Aloke Bajpai, co-founder & CEO, Ixigo
Luck has mostly not favoured Aloke Bajpai, the co-founder of travel booking app Ixigo. Twelve years years ago, just when he started work on the company, the 2008 Lehman Brothers crisis hit. That led to at least one investor pulling out the term sheet. Now, in the pandemic year, travel is one of the most, if not the most, affected business industries and Ixigo is in a tough spot.

In the early months, March to May, there was a complete halt on flying, and bookings had dried up on Ixigo. As nobody was travelling, hotels were shut too. These two categories are the primary revenue streams for Ixigo. Like other consumer start-ups, Ixigo had to slash salaries – the founders took 100 per cent cut – but its recovery has been unlike other start-ups.
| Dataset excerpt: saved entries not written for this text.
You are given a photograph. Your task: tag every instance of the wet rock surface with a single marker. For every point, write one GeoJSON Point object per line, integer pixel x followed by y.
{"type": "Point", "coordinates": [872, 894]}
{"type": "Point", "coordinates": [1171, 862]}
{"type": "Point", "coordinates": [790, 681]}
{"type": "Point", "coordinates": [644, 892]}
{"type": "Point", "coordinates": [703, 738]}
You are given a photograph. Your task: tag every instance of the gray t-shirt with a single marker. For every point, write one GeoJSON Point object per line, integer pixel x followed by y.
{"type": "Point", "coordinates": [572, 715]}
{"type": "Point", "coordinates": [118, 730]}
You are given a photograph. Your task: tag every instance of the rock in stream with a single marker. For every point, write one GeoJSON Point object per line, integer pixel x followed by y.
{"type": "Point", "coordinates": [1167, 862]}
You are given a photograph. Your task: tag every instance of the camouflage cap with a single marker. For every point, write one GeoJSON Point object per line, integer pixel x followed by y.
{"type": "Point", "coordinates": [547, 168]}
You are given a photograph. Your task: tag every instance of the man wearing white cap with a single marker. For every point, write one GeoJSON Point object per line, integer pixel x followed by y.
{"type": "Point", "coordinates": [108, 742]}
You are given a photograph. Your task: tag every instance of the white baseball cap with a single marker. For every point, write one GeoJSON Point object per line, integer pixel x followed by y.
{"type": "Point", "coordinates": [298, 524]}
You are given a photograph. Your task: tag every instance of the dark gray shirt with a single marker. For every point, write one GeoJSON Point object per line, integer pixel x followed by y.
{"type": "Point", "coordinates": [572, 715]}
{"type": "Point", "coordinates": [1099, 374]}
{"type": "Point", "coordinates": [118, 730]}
“We have not let go of any of our employees and as business recovered we reinstated all salary cuts in July,” Bajpai said. Ixigo, which employs about 150 people, has also granted a discounted employee stock ownership plan (ESOP) to some employees to compensate for the pay cuts.

The business has recovered to pre-Covid levels and things are looking up but the Covid-19 crisis was a hard one, said Bajpai. The employees were uncertain about their jobs and, as staff moved home, there were instances of exhaustion and fatigue. “There is where I believe in honest communication,” said Bajpai, adding that the management had multiple all-hands-down meetings with employees to allay fears and figure out the future course. “This goes a long way in building trust and loyalty.”
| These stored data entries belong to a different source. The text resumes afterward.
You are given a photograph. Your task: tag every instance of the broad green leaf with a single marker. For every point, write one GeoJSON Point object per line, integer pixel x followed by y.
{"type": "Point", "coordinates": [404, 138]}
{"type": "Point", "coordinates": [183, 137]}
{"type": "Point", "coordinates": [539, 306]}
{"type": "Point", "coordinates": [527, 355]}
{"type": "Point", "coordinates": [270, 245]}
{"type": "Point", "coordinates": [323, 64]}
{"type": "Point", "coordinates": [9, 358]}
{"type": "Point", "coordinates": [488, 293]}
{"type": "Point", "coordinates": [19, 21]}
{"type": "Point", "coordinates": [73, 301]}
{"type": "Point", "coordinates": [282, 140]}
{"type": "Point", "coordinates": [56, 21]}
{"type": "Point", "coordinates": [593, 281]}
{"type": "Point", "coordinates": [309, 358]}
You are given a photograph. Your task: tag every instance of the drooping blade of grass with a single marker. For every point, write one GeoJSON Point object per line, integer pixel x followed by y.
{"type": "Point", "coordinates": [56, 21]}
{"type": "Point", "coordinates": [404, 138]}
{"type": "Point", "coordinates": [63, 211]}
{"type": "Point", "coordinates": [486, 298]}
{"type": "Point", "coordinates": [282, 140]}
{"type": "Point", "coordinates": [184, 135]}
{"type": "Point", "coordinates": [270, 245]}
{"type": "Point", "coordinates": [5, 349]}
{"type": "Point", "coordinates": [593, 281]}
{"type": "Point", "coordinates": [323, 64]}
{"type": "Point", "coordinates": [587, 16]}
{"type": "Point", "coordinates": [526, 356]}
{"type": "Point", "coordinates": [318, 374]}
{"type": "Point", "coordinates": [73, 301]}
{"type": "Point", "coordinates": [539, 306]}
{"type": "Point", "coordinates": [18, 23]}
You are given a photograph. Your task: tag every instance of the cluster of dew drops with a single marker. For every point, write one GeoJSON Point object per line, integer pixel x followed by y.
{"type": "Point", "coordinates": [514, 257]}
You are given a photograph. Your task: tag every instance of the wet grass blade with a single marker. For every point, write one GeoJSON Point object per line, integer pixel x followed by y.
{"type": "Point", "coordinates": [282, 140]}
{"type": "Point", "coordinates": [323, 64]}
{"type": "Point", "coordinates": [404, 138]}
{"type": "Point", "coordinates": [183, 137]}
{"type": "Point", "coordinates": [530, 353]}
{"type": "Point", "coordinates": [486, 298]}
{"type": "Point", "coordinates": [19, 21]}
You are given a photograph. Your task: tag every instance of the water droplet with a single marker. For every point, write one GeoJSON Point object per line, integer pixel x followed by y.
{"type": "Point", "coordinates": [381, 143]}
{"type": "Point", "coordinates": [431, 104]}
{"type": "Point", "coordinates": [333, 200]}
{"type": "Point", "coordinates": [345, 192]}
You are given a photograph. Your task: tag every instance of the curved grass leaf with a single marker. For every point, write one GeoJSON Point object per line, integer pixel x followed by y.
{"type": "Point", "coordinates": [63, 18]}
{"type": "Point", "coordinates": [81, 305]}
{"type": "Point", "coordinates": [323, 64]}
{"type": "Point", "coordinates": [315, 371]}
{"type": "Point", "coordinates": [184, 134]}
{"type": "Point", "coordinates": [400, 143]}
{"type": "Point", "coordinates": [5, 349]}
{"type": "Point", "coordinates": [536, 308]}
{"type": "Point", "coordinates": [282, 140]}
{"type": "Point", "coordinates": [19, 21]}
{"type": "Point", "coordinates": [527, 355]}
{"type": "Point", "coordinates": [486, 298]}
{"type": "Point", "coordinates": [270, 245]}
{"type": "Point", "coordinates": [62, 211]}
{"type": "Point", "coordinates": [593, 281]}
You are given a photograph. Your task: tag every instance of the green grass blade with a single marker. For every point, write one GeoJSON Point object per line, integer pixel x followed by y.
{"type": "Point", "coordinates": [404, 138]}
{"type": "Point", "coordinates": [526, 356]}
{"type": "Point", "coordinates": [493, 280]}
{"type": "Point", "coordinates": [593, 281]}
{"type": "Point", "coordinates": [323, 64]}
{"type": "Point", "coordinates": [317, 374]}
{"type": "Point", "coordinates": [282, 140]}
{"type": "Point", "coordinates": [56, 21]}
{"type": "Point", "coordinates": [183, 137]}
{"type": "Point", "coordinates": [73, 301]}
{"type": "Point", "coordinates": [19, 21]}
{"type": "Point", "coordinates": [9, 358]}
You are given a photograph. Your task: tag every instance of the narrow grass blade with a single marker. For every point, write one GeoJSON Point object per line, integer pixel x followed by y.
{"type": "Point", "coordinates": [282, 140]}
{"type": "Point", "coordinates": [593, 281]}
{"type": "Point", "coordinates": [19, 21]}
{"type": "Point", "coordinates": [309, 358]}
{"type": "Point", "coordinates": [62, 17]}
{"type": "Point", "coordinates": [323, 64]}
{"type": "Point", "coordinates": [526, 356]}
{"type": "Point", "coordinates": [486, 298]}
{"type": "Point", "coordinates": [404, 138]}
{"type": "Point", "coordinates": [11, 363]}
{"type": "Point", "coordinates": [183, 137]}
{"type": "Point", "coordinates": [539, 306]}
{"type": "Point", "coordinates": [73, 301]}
A similar thing happened at the time of the 2008 financial crisis, when Ixigo had all but 20 members. “As our funding fell through, it became an existential crisis. The choice was either to shut shop or work without salaries. At the time too, because we were upfront, the team agreed to work without pay for six months and we were out of the mess soon,” recounted Bajpai.

Bajpai said his humane approach to entrepreneurship comes from growing up in a small town. He grew up in Kanpur and later got admitted to Indian Institute of Technology in the city. From there he went on to work as a software engineer before he went for an MBA at INSEAD in Singapore.
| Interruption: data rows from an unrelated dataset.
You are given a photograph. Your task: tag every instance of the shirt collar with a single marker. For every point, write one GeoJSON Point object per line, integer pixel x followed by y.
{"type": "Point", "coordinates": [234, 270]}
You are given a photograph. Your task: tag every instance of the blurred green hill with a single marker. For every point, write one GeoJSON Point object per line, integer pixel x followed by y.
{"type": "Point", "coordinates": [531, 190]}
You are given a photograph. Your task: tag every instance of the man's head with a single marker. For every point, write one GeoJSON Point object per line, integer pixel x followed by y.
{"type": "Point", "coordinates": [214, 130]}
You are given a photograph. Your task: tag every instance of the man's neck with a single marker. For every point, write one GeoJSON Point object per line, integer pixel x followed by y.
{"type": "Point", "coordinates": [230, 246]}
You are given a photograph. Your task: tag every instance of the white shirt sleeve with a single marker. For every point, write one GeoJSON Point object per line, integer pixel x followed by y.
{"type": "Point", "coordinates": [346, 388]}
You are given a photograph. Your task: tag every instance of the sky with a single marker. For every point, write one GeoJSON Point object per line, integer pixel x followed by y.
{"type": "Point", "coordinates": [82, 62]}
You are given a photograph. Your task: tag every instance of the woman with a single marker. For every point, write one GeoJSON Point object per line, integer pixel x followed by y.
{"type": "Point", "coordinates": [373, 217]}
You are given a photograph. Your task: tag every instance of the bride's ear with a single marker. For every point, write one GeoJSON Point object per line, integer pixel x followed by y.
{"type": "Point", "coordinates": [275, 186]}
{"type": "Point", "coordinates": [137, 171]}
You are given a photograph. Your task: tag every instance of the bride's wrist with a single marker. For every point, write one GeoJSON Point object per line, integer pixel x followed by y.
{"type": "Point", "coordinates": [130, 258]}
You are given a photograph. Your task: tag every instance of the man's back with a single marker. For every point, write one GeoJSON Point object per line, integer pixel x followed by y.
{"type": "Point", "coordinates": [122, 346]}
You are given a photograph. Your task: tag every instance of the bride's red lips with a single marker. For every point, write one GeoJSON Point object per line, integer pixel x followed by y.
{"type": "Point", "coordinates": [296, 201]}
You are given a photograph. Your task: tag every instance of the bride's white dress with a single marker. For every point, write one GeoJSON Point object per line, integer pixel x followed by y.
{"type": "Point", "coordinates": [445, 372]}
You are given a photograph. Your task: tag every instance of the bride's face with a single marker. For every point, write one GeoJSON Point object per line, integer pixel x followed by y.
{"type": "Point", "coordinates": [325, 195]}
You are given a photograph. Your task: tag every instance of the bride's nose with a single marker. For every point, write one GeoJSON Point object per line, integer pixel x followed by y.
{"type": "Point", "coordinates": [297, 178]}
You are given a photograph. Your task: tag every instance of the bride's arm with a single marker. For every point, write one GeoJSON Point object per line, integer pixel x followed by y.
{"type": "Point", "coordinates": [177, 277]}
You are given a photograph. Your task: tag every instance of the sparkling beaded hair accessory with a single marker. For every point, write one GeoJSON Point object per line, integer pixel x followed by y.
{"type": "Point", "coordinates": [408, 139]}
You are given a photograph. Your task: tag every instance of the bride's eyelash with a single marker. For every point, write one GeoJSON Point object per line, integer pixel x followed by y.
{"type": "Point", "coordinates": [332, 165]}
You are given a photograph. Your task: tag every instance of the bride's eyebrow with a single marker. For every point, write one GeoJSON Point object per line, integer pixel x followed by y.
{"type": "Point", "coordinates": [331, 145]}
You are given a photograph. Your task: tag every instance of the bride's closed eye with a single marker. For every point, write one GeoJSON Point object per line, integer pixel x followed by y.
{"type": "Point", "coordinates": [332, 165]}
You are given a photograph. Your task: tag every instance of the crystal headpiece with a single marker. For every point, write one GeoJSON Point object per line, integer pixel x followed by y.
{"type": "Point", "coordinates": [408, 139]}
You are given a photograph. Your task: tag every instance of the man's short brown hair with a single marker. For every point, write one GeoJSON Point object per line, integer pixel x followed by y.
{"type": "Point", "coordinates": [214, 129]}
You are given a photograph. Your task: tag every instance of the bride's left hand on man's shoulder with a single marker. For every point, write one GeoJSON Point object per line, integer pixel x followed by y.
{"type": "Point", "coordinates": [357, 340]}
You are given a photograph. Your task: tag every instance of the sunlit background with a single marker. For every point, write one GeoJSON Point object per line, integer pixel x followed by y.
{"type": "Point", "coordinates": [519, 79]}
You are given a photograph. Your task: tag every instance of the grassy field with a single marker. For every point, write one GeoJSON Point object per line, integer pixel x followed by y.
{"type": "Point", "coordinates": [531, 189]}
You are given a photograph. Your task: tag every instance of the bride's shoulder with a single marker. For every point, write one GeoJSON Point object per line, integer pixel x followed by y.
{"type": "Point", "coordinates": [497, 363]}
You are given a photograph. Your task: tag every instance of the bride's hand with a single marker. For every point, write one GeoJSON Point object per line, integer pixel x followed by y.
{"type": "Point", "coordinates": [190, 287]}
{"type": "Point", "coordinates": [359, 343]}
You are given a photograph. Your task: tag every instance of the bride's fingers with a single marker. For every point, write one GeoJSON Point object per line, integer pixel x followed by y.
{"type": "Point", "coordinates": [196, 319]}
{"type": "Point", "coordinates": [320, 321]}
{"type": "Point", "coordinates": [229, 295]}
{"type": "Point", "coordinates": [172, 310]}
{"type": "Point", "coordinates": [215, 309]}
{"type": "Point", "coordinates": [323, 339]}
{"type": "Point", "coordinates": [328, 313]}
“I borrowed some money from my father to go to B-school,” said Aloke. IIT-Kanpur is also where Bajpai met his future co-founder Rajnish Kumar, who leads product and tech at Ixigo. After starting Ixigo there was also a time where Kumar was in need of money for family exigency and Bajpai arranged it from friends and family. “The ups and downs have been aplenty.”

But for Ixigo, there have been a lot more ‘ups’ than downs. It has raised funding from Sequoia Capital and MakeMyTrip Group, among others. It has built out a first-in-class airline fare prediction engine, which uses big data and artificial intelligence to predict when air fares for any particular routes will be lower. Ixigo now claims to route as much traffic to airlines as MMT, or GoIbibo.